著者 スヴェトラーナ・アレクシェービッチ
岩波現代文庫

2015年度のノーベル文学賞受賞、ベラルーシ出身の作家の第一作。
旧ソ連、第二次世界大戦中、ドイツ軍に攻め込まれた後、女性でも軍の仕事に就くことができた。本来は18歳以上なら。女性だからと言って、衛生指導員と言ったものだけでなく、狙撃兵や高射砲隊長など。

簡単に聞き出せる話では無い。
一人一人のエピソードが重すぎて、読み終えるまでに時間がかかった。

祖国を守るために戦線に出ることを熱望した若い女性たち。殺戮の中へ。女性の生理を持ちながら。

そして、戦争には勝つ。けれども、男達の中で戦争に参加した女たちへの差別。多くは語られていないけれど、性の提供も少なからずあったのだ。軍にいたことが知られると軽蔑の眼が向けられる。
障害者として残りの人生を送る人も。父親がパルチザンで、怪しまれないために小さな少女であった娘を使い、過酷な帰途に病気になり、回復しなかった。

捕虜になるということは、日本でだけが恥とするものかと思っていた。ソ連でも、捕虜になるとスパイの嫌疑をかけられ、死ななかったことを責められる。
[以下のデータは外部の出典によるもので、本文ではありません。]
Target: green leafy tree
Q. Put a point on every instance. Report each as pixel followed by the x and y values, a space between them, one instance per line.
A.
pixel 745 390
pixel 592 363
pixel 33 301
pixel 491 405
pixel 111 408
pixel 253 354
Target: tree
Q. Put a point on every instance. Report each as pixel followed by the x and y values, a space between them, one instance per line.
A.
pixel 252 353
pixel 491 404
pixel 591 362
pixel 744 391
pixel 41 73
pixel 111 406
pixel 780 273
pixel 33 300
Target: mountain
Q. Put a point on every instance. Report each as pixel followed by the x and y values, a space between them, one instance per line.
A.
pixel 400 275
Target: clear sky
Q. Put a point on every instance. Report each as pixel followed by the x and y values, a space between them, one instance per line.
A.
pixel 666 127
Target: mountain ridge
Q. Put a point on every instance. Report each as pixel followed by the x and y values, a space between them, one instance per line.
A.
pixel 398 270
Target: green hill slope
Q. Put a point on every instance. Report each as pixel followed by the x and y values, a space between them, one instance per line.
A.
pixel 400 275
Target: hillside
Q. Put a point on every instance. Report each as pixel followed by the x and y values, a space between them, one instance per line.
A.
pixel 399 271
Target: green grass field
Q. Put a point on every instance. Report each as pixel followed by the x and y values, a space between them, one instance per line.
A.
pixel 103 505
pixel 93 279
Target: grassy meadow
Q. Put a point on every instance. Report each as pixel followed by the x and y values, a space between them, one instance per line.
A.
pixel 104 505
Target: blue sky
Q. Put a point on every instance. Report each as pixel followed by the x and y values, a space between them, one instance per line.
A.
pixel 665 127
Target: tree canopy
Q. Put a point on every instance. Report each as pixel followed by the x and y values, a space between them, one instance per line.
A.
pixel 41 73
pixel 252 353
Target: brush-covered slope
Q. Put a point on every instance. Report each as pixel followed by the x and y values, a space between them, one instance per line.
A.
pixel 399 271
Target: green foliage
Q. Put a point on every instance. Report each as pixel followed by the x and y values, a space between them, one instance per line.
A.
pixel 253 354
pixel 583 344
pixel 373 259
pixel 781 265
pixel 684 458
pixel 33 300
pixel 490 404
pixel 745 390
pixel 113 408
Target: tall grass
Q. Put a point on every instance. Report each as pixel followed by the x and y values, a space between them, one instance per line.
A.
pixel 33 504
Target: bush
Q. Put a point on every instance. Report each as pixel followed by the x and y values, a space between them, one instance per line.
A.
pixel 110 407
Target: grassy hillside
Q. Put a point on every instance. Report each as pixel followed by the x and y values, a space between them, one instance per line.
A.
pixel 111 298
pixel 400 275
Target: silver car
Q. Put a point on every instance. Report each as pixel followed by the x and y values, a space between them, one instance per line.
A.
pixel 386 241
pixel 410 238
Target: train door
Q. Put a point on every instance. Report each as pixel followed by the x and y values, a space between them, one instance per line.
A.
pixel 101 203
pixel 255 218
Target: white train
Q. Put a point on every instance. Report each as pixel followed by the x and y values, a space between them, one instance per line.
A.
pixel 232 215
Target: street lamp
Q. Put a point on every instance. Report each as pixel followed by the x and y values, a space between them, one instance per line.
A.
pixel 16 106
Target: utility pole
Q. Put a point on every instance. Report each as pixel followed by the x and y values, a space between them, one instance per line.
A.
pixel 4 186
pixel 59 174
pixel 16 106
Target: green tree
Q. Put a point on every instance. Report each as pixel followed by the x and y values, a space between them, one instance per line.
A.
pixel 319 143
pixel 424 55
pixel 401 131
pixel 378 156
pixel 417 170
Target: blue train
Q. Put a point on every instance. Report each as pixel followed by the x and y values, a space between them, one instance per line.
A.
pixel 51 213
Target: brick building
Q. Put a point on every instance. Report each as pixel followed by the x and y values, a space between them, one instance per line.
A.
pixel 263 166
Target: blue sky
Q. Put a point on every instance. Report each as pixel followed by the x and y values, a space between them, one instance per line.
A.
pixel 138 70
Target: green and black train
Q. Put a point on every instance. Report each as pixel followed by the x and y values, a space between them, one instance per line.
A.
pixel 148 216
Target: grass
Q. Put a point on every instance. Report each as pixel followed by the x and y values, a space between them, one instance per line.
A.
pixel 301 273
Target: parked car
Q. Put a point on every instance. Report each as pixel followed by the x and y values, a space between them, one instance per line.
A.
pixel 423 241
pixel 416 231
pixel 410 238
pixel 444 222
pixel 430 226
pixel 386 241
今の日本の政治のトップにいる人達、ミゾユウ(未曾有)・デンデン(云々)・ビンセン(便宜)などちょっと本を読んでいる中学生なら読める漢字を読めない政治家さんたちは、まずこんな本を読んだことも無いだろう。みんな、少し本を読もうね、カッコいい戦争なんてこの世に存在しないことをわかるぐらいに。

コメント (2)

atcon2017年6月1日(木曜日) at 7:06 PM

今日は約1年振りに映画館に行きましたよ。急に何でもいいから映画を観たくなって。
上映中の中から「ちょっと今から仕事やめてくる」と「エゴン・シーレ」と「僕とカミンスキーの旅」のどれかにしようと迷いに迷って、ロードムービーってところで「僕とカミンスキーの旅」にしました。ロケーションが良かった。20世紀絵画の数々もノスタルジックな気分にさせてくれる。クスクス笑えて気分がちょっと軽くなる映画でした。
やっぱり劇場で映画を観るっていいですねえ。

あある2017年6月2日(金曜日) at 12:19 AM

「僕とカミンスキーの旅」気になっていますが。6月はガーデンズシネマに観たいものがいろいろ来るし、ビンボ人はつらい。
ロードムービーは映画館で観るべきですよね。
さて、今日も「ブラックリスト」を録画設定しました。